Я послушно поднялась, стянула с себя рубаху. Беляна подала мне новую, белую и аккуратную, с крупной обережной вышивкой по краю подола и на горловине. Широкие рукава подруги стянули на запястьях красными лентами тесьмы.

– Ох, что за ткань! – снова улыбнулась Беляна. – Такая мягкая. Я даже тебе завидую, Огниша: мой свадебный наряд совсем бледный по сравнению с этим.

– Не все ли равно, в чем к чужому человеку в дом идти, – пробормотала я так, чтобы матушка не услышала. – Прислал мне наряд, будто стесняется, что я не богата. Будто мало мне унижений.

– Войти в их семью – это совсем не унижение, – процедила Милана, сердито распрямляя складки. – Я бы радовалась на твоём месте. Ведь все могло бы сложиться куда хуже. Замуж все равно выходить. Так радуйся, что тебя позвал сын сотника, а не свинопаса!

Она снова поджала губы. Видно, горевала она сегодня о своей судьбе и о том, что другая ее заветное место заняла.

Я вздохнула и тронула ее за руку.
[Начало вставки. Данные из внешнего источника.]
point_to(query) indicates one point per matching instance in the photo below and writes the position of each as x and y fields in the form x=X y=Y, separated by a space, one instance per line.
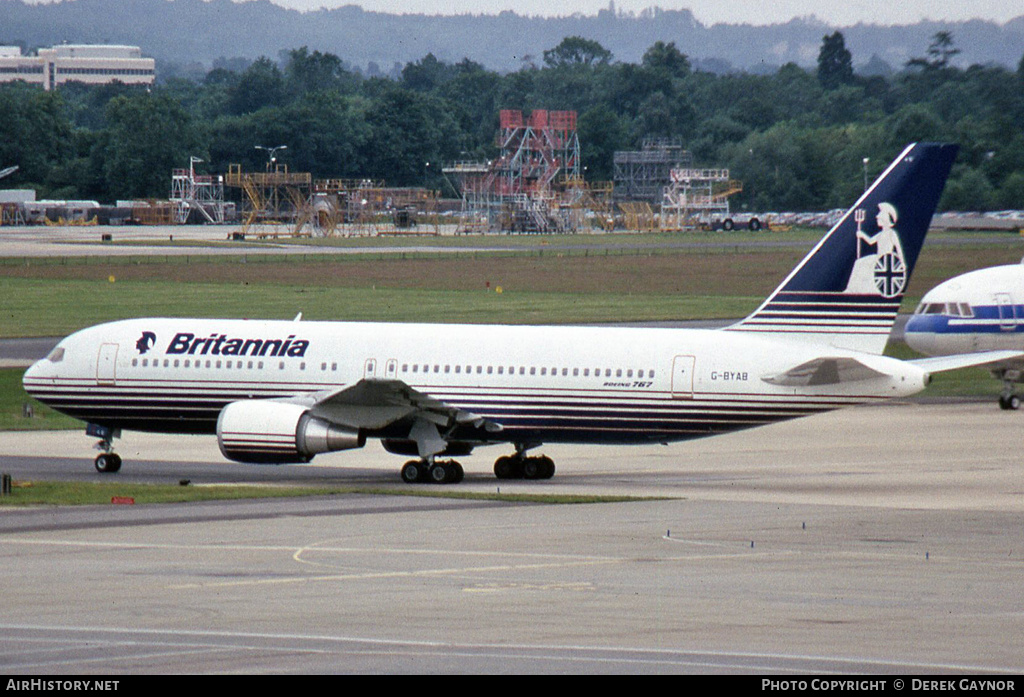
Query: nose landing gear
x=108 y=462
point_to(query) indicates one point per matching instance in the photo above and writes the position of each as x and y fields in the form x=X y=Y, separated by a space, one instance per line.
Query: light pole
x=271 y=154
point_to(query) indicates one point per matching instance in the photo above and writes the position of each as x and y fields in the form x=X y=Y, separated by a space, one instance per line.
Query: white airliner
x=976 y=311
x=279 y=392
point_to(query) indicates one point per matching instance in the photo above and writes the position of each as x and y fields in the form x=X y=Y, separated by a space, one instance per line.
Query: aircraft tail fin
x=847 y=291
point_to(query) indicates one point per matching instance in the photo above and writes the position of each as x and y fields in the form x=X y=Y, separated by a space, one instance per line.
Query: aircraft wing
x=951 y=362
x=824 y=371
x=373 y=403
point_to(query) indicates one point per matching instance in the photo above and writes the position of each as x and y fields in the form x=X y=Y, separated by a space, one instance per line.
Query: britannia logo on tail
x=881 y=267
x=145 y=342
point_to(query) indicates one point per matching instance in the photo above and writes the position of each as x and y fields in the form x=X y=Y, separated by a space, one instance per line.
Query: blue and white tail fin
x=847 y=291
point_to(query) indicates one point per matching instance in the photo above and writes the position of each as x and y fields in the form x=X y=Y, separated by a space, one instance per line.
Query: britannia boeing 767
x=279 y=392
Тихо и с сожалением произнесла:

– Знаешь же, что не я так решила. Была б моя воля, не раздумывая с тобой бы поменялась.

Милана отдернула руку, смахнула влагу с ресниц.

– Я не на это сержусь, а на то, что не ценишь, что даром тебе даётся.

– Ты права…

– Будет тебе, Милаша! – вступилась добродушная Беляна. – Подруга напугана предстоящим обрядом. Она в новую жизнь вступает, со старой прощается. Каждому нужно время, чтобы с этим свыкнуться.

– Больше она нам не подруга, – впервые за утро подала голос Нежана.

Беляна лишь укоризненно поглядела на нее. А мне было все равно. Грубые слова – но правда. Не будет больше игр на лугу и песен у костра. Будет лишь двор и новая семья, которая не слишком рада моему появлению.

Следом на рубаху повязали понёву², тоже белую, расшитую бусинами и узорами из крупных красных лент и кусков ткани. Понёву закрепили под грудью узким поясом. На плечи мне легла лёгкая кружевная накидка: полосы ее ложились до колен спереди и сзади, сшитые только на плечах, а по бокам свободные.